Friday, 26 October 2007

Excerpts from C. S. Lewis' Mere Christianity

Lacking any writing that I feel that I can publish here--I do have some writing, but due to the theoretical possibility of publishing it in print, I'll avoid posting it here--I will post assorted excerpts from Mere Christianity to keep whatever readers I have entertained until I manage to scratch something together.

As a sidebar: recall the time period in which Lewis was writing. I most certainly do not agree with some of the things Lewis says, especially regarding gender equality or same-sex issues. However, that does not change the basis of the arguments I quote here.

From Book Three: Christian Behaviour, Chapter 4: Morality and Psychoanalysis

"When a man makes a moral choice two things are involved. One is that act of choosing. The other is the various feelings, impulses and so on which his psychological outfit presents him with, and which are the raw material of his choice. Now this raw material may be of two kinds. Either it may be what we would call normal: it may consist of the sort of feelings that are common to all men. Or else it may consist of quite unnatural feelings due to things that have gone wrong in his subconscious. Thus fear of things that are really dangerous would be an example of the first kind: an irrational fear of cats or spiders would be an example of the second kind. The desire of a man for a woman would be of the first kind: the perverted desire of a man for a man would be of the second. Now what psychoanalysis undertakes to do is to remove the abnormal feelings, that is, to give the man better raw material for his acts of choice; morality is concerned with the acts of choice themselves.
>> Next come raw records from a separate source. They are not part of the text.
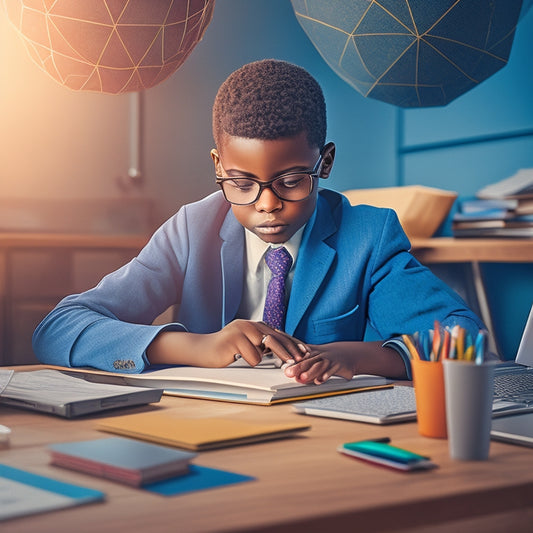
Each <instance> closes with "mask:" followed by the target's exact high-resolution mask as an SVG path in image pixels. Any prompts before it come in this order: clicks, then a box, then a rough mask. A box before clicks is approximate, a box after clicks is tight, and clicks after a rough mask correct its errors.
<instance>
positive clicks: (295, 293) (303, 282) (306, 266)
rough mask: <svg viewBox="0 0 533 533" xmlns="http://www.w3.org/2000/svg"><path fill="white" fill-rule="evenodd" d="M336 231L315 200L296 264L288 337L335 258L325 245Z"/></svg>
mask: <svg viewBox="0 0 533 533" xmlns="http://www.w3.org/2000/svg"><path fill="white" fill-rule="evenodd" d="M336 231H337V225H336V223H335V220H334V219H333V216H332V214H331V211H330V208H329V205H328V203H327V201H326V200H325V199H323V198H322V197H320V196H319V198H318V205H317V209H316V211H315V214H314V216H313V218H312V219H311V220H309V223H308V226H307V228H306V229H305V232H304V235H303V238H302V243H301V245H300V250H299V252H298V259H297V261H296V270H295V271H294V281H293V284H292V288H291V296H290V299H289V305H288V308H287V316H286V321H285V331H286V332H287V333H288V334H289V335H292V334H293V333H294V332H295V330H296V328H297V326H298V323H299V322H300V320H301V319H302V317H303V315H304V313H305V311H306V310H307V308H308V307H309V305H310V303H311V301H312V300H313V298H314V297H315V295H316V293H317V291H318V289H319V288H320V286H321V285H322V283H323V281H324V278H325V276H326V274H327V273H328V271H329V269H330V268H331V264H332V262H333V260H334V259H335V256H336V255H337V252H336V250H335V249H334V248H332V247H331V246H330V245H329V244H328V243H327V242H326V239H327V238H328V237H330V236H331V235H332V234H333V233H335V232H336Z"/></svg>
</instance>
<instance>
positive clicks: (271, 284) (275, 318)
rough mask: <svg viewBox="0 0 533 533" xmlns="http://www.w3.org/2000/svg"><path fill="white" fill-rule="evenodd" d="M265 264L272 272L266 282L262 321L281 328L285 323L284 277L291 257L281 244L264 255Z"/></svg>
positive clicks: (284, 278) (285, 275) (290, 258)
mask: <svg viewBox="0 0 533 533" xmlns="http://www.w3.org/2000/svg"><path fill="white" fill-rule="evenodd" d="M265 261H266V264H267V265H268V268H270V270H271V272H272V277H271V278H270V281H269V283H268V289H267V295H266V300H265V310H264V311H263V322H265V323H266V324H268V325H269V326H270V327H271V328H274V329H280V330H283V326H284V323H285V278H286V277H287V274H288V272H289V270H290V269H291V265H292V257H291V255H290V254H289V252H287V250H286V249H285V248H284V247H283V246H282V247H280V248H271V249H270V250H269V251H268V252H267V253H266V256H265Z"/></svg>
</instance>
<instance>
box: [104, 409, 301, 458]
mask: <svg viewBox="0 0 533 533" xmlns="http://www.w3.org/2000/svg"><path fill="white" fill-rule="evenodd" d="M310 427H311V426H310V425H309V424H295V423H282V424H270V423H267V424H265V423H261V424H257V423H252V422H243V421H238V420H232V419H229V418H182V417H176V416H172V415H171V414H168V413H166V414H165V413H153V412H152V413H138V414H132V415H124V416H117V417H111V418H104V419H101V420H100V421H99V422H98V424H97V426H96V428H97V429H99V430H100V431H106V432H109V433H116V434H118V435H125V436H128V437H133V438H137V439H141V440H147V441H151V442H155V443H158V444H164V445H167V446H176V447H178V448H186V449H188V450H195V451H203V450H212V449H214V448H222V447H226V446H235V445H238V444H248V443H252V442H260V441H266V440H273V439H280V438H284V437H291V436H294V435H295V434H297V433H299V432H301V431H305V430H307V429H309V428H310Z"/></svg>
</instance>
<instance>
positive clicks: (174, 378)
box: [56, 360, 392, 405]
mask: <svg viewBox="0 0 533 533" xmlns="http://www.w3.org/2000/svg"><path fill="white" fill-rule="evenodd" d="M56 368H57V367H56ZM62 370H63V371H68V372H73V373H80V372H81V373H83V375H84V377H85V379H87V380H88V381H96V382H107V383H116V384H124V385H135V386H140V387H152V388H157V389H164V393H165V394H169V395H174V396H187V397H190V398H206V399H213V400H224V401H229V402H244V403H253V404H260V405H270V404H273V403H279V402H286V401H291V400H296V399H303V398H313V397H319V396H329V395H332V394H341V393H344V392H353V391H355V390H361V389H367V388H376V387H385V386H391V385H390V383H392V382H391V381H389V380H387V379H386V378H383V377H380V376H372V375H358V376H355V377H353V378H352V379H351V380H346V379H343V378H337V377H333V378H330V379H329V380H328V381H326V382H325V383H323V384H321V385H314V384H308V385H303V384H301V383H297V382H296V381H295V380H294V379H293V378H288V377H286V376H285V374H284V371H283V369H281V368H275V367H274V365H273V364H268V362H267V363H266V364H260V365H258V366H256V367H250V366H248V363H246V362H245V361H242V360H239V361H236V362H235V363H233V364H232V365H230V366H228V367H225V368H198V367H193V366H173V367H166V368H159V369H156V370H146V371H144V372H142V373H141V374H120V373H114V372H105V371H100V370H92V369H82V368H69V369H66V368H62Z"/></svg>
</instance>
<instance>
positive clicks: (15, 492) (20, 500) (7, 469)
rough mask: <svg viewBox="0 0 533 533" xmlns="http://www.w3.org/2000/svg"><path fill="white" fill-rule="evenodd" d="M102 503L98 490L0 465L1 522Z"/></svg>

"Put it this way. Imagine three men who go to a war. One has the ordinary natural fear of danger that any man has and he subdues it by moral effort and becomes a brave man. Let us suppose that the other two have, as a result of things in their subconscious, exaggerated, irrational fears, which no amount of moral effort can do anything about. Now suppose that a psychoanalyst comes along and cures these two: that is, he puts them back in the position of the first man. Well it is just then that the psychoanalytical problem is over and the moral problem begins. Because, now that they are cured, these two men might take quite different lines. The first might say, 'Thank goodness I've got rid of all those doo-dahs. Now at last I can do what I always wanted to do--my duty to my country.' But the other might say, 'Well, I'm very glad that I now feel moderately cool under fire, but, of course, that doesn't alter the fact that I'll still jolly well determined to look after Number One and let the other chap do the dangerous job whenever I can. Indeed one of the good things about feeling less frightened is that I can now look after myself much more efficiently and can be much cleverer at hiding the fact from others.' Now this difference is a purely moral one and psychoanalysis cannot do anything about it. However much you improve the man's raw material, you have still got something else: the real, free choice of the man, on the material presented to him, either to put his own advantage first or to put it last. And this free choice is the only thing morality is concerned with.

"The bad psychological material is not a sin but a disease. It does not need to be repented of, but to be cured. And by the way, that is very important. Human beings judge one another by their external actions. God judges them by their moral choices. When a neurotic who has a pathelogical horror of cats forces himself to pick up a cat for some good readon, it is quite possible that in God's eyes he has shown more courage than a healthy man may have shown winning the V.C. When a man who had been perverted from his youth and taught that cruelty is the right thing, does some tiny little kindness, or refrains from some cruelty he might have committed, and thereby, perhaps, risks being sneered at by his companions, he may, in God's eyes, be doing more than you and I would do if we gave up life itself for a friend."

Lewis, C. S. Mere Christianity. New York: HarperCollins Publishers, Inc., 1952.